Summary: In Rosario, Argentina, Camila Hassan lives a double life.

At home, she is a careful daughter, living within her mother’s narrow expectations, in her rising-soccer-star brother’s shadow, and under the abusive rule of her short-tempered father.

On the field, she is La Furia, a powerhouse of skill and talent. When her team qualifies for the South American tournament, Camila gets the chance to see just how far those talents can take her. In her wildest dreams, she’d get an athletic scholarship to a North American university.

But the path ahead isn’t easy. Her parents don’t know about her passion. They wouldn’t allow a girl to play fútbol—and she needs their permission to go any farther. And the boy she once loved is back in town. Since he left, Diego has become an international star, playing in Italy for the renowned team Juventus. Camila doesn’t have time to be distracted by her feelings for him. Things aren’t the same as when he left: she has her own passions and ambitions now, and La Furia cannot be denied. As her life becomes more complicated, Camila is forced to face her secrets and make her way in a world with no place for the dreams and ambition of a girl like her.

Review: Camila Hassan made me care about fútbol. She cares so much it was impossible not to get excited about the sport with her. Whether readers are big fans or not, they will likely be able to connect with Camila’s love for the sport. Many folks can understand the situation of wanting something so badly they’re willing to go to great lengths, even lying to family, to make things happen. And fútbol fans will likely find much to get excited about.

What I really appreciated about Furia is that it’s a solidly realistic story. This is not a rom-com with everything falling into Camila’s lap after a few mix-ups or cute interactions. It does have  some sweet, romantic, and funny moments, but this is truly what I’d call realistic fiction. There are difficult choices and maybe some other readers predicted everything, but I was not able to guess all of the twists and turns of the story.
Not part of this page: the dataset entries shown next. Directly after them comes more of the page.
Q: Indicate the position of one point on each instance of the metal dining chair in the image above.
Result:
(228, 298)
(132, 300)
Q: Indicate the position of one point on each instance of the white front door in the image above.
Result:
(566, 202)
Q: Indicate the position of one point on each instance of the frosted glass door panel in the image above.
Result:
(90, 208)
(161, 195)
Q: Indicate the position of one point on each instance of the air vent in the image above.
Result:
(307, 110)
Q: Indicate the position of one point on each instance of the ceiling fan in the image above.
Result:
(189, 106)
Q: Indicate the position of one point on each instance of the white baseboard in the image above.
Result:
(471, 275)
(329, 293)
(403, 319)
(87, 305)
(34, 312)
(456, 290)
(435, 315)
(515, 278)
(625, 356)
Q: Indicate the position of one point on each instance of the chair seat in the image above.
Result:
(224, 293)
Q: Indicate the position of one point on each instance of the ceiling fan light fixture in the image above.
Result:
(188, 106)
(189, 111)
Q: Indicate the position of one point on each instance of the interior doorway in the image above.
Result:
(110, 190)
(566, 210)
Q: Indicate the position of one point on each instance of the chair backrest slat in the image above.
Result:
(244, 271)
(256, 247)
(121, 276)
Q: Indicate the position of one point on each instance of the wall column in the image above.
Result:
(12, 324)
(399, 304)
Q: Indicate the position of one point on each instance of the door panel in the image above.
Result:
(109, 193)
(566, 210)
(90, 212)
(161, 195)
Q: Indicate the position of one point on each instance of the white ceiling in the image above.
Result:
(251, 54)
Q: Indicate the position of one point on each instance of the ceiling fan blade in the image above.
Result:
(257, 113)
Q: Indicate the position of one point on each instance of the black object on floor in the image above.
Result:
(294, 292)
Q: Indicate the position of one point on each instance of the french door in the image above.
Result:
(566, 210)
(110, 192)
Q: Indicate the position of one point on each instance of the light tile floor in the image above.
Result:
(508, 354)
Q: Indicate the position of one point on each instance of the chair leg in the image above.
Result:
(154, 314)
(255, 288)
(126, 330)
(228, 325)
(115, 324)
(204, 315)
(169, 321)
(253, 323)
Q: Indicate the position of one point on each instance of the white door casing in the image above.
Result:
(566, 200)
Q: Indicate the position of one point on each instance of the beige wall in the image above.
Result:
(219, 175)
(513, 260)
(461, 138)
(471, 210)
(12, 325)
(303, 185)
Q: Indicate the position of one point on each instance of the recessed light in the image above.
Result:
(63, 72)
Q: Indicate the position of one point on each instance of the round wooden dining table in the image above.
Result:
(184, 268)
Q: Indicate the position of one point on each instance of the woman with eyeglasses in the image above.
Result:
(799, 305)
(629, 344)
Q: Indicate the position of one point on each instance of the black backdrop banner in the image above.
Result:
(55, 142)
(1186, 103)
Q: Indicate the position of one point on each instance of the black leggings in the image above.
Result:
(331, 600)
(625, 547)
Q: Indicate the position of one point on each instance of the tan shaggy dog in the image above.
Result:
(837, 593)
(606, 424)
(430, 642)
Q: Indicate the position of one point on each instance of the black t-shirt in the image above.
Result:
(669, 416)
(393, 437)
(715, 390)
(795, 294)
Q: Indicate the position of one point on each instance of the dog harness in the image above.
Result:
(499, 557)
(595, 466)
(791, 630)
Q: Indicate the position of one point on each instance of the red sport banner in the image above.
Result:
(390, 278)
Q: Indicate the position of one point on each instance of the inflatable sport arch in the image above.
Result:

Though fútbol is central to the plot, there is quite a bit more going on within her community and family. One thread is the disappearances and attacks on girls and women. There are specific beliefs about where and when respectable women and girls are meant to be and how they are to move through the world. In the eyes of many, there are any number of things that can ruin a girl’s reputation or invite unwanted and even deadly attention. Camila, along with her friends and family, must decide whether they will accept the status quo or work to create change. Supporting the feminist movement could have serious consequences such as being expelled from school or even physical threats.

The relationships in her family were also very interesting. Camila and her brother are close, but again, gender affects many aspects of their interactions. Her father was difficult, but Camila also has to work through her feelings about a mother who seems overly focused on her son and is unwilling or unable to stand up for her daughter.

Recommendation: Get it as soon as you can. Camila captured my heart with her passion and determination. She’s not waiting to be rescued. She’s not waiting for space to be made for her or to be invited to use her voice. She makes a way where it seems there is no way and you’ll want to see her in action.